1. Introduction to Core Concpts#
This section introduces the foundational concepts that underpin the tools, recipes, and applications in this cookbook. Understanding these core ideas will help you see where value can be added, which capabilities are feasible, and how to approach implementation.
Here are the central concepts we will cover:
Linked Open Data
What it is: the principles, formats, and best practices.
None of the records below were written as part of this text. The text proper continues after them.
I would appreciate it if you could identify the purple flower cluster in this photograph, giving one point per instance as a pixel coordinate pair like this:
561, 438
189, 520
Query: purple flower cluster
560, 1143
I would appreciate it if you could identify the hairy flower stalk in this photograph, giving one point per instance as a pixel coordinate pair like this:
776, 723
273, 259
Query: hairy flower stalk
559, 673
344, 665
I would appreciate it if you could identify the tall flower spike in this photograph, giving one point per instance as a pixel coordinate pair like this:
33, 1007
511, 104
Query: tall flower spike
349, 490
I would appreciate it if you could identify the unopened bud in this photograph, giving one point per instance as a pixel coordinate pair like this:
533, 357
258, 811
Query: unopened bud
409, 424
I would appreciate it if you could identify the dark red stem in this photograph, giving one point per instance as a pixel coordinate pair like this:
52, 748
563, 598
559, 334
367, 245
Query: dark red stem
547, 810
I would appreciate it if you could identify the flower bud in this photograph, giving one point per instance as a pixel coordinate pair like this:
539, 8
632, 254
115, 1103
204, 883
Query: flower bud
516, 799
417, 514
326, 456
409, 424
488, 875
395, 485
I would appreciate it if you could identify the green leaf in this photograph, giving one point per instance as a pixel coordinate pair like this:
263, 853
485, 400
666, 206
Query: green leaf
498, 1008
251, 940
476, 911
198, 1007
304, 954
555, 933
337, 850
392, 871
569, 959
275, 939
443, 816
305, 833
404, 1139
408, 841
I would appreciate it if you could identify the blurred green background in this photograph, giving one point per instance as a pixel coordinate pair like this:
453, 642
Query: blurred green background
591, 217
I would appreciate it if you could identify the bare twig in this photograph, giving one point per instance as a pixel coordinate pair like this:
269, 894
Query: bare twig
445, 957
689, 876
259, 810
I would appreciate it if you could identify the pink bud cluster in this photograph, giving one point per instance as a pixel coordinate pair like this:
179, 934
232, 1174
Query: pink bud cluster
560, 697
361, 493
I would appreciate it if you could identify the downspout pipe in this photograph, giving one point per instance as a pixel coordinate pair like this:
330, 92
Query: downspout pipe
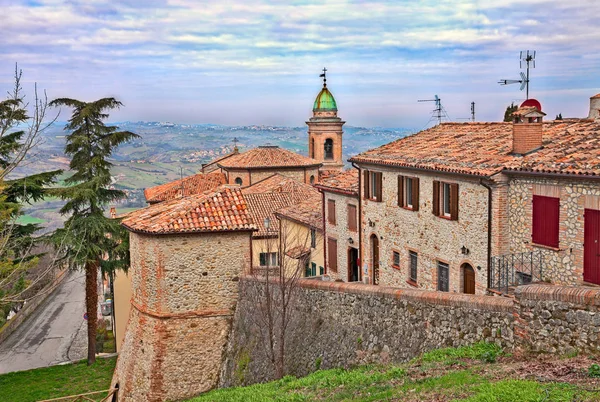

Why it matters: LOD enables interoperability among heritage datasets, and supports enriching content by linking entities (e.g. people, places, events) across sources.
Large Language Models
What they are: how LLMs are trained, and what kinds of tasks they can perform (generation, classification, summarization, etc.).
Caveats: limitations and biases to watch out for.
Named Entity Recognition (NER)
The process of identifying salient entities (names of people, places, dates, etc.) in unstructured text.
Helps structure heritage data and make it linkable.
Entity Disambiguation
Once entities are recognized, how do we determine which real-world entity each mention refers to?
Involves mapping to candidate entities in LOD resources, handling ambiguity, and ensuring accuracy.
Relationship Extraction
Going beyond isolated entities: identifying how entities are connected (e.g. artist created artwork, place located in region).
These relationships can be encoded in graphs or knowledge bases.